Jenny's career as an author started when she had her first fantasy book, Tomorrow Shall be my Dancing Day, published by Heinmann at the age of 26.

"I was very lucky I was teaching at the time in Birmingham and I had a feeling that the books we were giving the children were not very modern and I thought I'm sure I can do this," she said.

"When I sent my first story off to a publisher they wrote back after ages and said that they did not think it would work and they were not going to publish it. However, they liked the story and said if I had any other work I should send it in. I did and my second book was accepted, so I didn't have to look around.

"I had been using a story based on modern dance theatre group and it was successful enough for them to commission two more books and then I started to do different stories.

"It wasn't like I had to send it to ten publishers, if I had thought about how hard it is to get a book published I might not have done it."

The former Ilkley Grammar School English teacher finds that lots of her ideas come from children

"I travel round schools a lot and I ask the pupils things like what are your favourite names or what is the naughtiest thing you have ever done. I write stories with them and use them in the stories, they are always asking if I am going to put them in my books.

"The children ask me about my books and in terms of criticism they tell you straight out what they do not like, sometimes I even run ideas past them and if they don't go down well, I don't use them.

"I find that once you have the characters the stories take care of themselves. With an animal theme or horse theme I have never run out of ideas."

Research is an essential part of writing a book and for a new series she is working on, called Totally Tom, she had to become a skateboarder.

"I needed to find out the jargon of skateboarders so I went and spoke to a lot of them and they came out with a whole different language with words like wicked and narli."

The new series called Totally Tom is a male version of her successful books You're a Disgrace Daisy, which are being considered for an animated children's programme.

Jenny's latest release Silver Cloud is presently hitting the shelves and to research it she had to travel to the deepest depths of the USA to interview some real American Indians.

She said: "I wanted to do a trilogy on native myth and it was just fantastic looking at the lost culture and at the tribes. Their spirituality is very important to them and I used this in the Silver Cloud books as the character has to carry out three challenges to save his village, the first is to find a diamond from the deepest mine.

"I studied the history of the tribes in Colorado, they are all on reservations now, which was quite sad. It is very different from my other books ."

The author travels to the Rockies for a month every year to concentrate on her writing, it was there that she first created her Horses of Half Moon Ranch series.

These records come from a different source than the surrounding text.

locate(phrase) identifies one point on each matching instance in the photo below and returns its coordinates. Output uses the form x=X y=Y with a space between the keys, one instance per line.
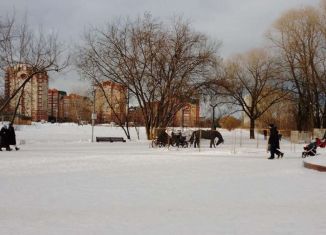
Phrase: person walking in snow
x=4 y=139
x=274 y=142
x=12 y=136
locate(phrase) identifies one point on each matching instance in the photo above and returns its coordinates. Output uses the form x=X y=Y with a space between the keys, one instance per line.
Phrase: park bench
x=110 y=139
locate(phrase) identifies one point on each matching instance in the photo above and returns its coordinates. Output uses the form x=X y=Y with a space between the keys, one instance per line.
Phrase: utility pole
x=213 y=116
x=93 y=113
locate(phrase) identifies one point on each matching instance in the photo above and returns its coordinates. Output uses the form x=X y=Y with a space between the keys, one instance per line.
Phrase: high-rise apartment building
x=56 y=104
x=188 y=116
x=115 y=110
x=33 y=103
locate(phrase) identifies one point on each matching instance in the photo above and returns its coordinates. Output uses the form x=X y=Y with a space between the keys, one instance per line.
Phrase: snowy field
x=61 y=183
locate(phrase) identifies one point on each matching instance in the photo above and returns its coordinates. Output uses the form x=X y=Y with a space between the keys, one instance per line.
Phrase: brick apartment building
x=116 y=95
x=34 y=97
x=188 y=116
x=76 y=108
x=56 y=105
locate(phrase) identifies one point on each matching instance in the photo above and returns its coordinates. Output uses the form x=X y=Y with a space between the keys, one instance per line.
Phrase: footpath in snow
x=61 y=183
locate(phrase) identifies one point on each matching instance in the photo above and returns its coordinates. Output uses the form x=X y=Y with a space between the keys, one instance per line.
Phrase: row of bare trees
x=291 y=70
x=162 y=66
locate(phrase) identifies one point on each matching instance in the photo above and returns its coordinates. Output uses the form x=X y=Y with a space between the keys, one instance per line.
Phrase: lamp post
x=183 y=118
x=93 y=113
x=213 y=116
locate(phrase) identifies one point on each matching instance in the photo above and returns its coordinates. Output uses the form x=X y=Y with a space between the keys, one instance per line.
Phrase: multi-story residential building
x=56 y=104
x=33 y=99
x=115 y=109
x=76 y=108
x=188 y=116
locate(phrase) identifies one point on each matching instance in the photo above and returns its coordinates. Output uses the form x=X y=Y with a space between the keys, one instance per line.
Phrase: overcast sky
x=239 y=24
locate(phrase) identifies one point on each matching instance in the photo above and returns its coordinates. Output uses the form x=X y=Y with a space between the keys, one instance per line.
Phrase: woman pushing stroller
x=274 y=142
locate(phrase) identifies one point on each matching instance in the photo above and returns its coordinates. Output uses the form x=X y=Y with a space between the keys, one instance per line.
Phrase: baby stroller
x=310 y=150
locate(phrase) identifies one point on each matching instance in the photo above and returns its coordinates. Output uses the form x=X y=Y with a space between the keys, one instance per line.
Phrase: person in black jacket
x=4 y=139
x=274 y=142
x=12 y=136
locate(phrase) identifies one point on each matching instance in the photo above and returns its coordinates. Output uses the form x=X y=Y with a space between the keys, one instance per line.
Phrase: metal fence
x=234 y=141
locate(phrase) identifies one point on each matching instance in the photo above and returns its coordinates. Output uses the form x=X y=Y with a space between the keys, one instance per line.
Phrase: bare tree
x=162 y=66
x=252 y=83
x=299 y=38
x=19 y=46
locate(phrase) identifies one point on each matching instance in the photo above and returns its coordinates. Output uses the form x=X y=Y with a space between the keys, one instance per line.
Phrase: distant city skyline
x=239 y=25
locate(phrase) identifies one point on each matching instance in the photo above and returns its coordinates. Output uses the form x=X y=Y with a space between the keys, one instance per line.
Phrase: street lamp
x=94 y=116
x=213 y=116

"I go to the Rockies and hire a ranch and I get lots of ideas from there.

"There is so much space it has pine trees and snowy mountains and you go along a 15 mile dirt track to get there," said the mother-of-two.

"There are lots of horses there and they have all featured in my books."

Jenny writes both adult and children's fiction and receives lots of fan mail in the form of letters and e-mails everyday and always tries to reply to them.

For the budding writers asking her advice on how to get published Jenny tells them to keep persevering.

"I wouldn't like to be starting out now, the number of people who make it I think is less and less despite JK Rowling and Jacqueline Wilson," she added.

"No one will take a risk. I would say to people trying now to just keep persevering and not to be put off."